Variables “n” and “X” have default values under Standard ST.26 rules; therefore, if a user includes the variable “n” in a nucleotide sequence or the variable “X” in an amino acid sequence and does not include an annotation that describes the value of the “n” or “X” residue, WIPO Sequence will not list an error or warning on validation. It is perfectly acceptable to have these variable residues in a sequence and not include a description. The user must ensure that all “n” and “X” residues are properly described, if they are not equivalent to the default value.

V4. I validated my project and saw a warning about an organism name. Does that mean I cannot use that particular organism name?

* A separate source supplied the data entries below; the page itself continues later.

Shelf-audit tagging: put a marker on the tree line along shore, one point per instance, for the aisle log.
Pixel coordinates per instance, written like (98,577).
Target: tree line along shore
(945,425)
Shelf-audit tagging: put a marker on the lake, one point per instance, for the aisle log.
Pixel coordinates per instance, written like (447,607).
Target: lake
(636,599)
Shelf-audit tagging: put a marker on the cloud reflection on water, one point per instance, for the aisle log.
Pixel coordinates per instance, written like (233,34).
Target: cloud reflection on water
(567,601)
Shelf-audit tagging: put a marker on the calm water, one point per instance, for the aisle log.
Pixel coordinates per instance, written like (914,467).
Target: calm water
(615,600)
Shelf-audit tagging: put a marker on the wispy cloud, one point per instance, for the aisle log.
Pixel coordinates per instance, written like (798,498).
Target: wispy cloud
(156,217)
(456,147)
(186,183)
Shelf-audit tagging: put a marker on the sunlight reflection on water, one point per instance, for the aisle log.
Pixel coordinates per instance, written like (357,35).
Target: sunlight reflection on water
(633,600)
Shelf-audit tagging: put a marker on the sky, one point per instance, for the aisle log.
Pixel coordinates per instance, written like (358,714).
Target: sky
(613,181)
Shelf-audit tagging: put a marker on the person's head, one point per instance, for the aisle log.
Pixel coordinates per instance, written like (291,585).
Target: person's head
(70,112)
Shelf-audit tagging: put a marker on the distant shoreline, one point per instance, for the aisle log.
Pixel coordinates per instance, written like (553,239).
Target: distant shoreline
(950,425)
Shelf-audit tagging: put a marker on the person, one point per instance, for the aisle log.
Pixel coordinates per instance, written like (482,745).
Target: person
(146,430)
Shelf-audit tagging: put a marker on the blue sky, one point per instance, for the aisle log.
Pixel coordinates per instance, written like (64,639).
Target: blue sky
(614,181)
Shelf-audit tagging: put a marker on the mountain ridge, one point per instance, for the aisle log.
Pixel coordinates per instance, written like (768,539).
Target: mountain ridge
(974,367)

Not necessarily. A warning about an unrecognized organism name simply means that the name entered is not already contained in the WIPO Sequence organism name list. It doesn’t mean that you cannot use that name. The organism name list integrated into WIPO Sequence is large, but it does not contain all valid scientific organism names. If you see this warning on a validation report, simply check that the organism name you entered is an accepted genus/species name or virus name. If you are confident that your organism name complies with the requirements of WIPO Standard ST.26 paragraphs 77-83, then you can safely ignore the warning.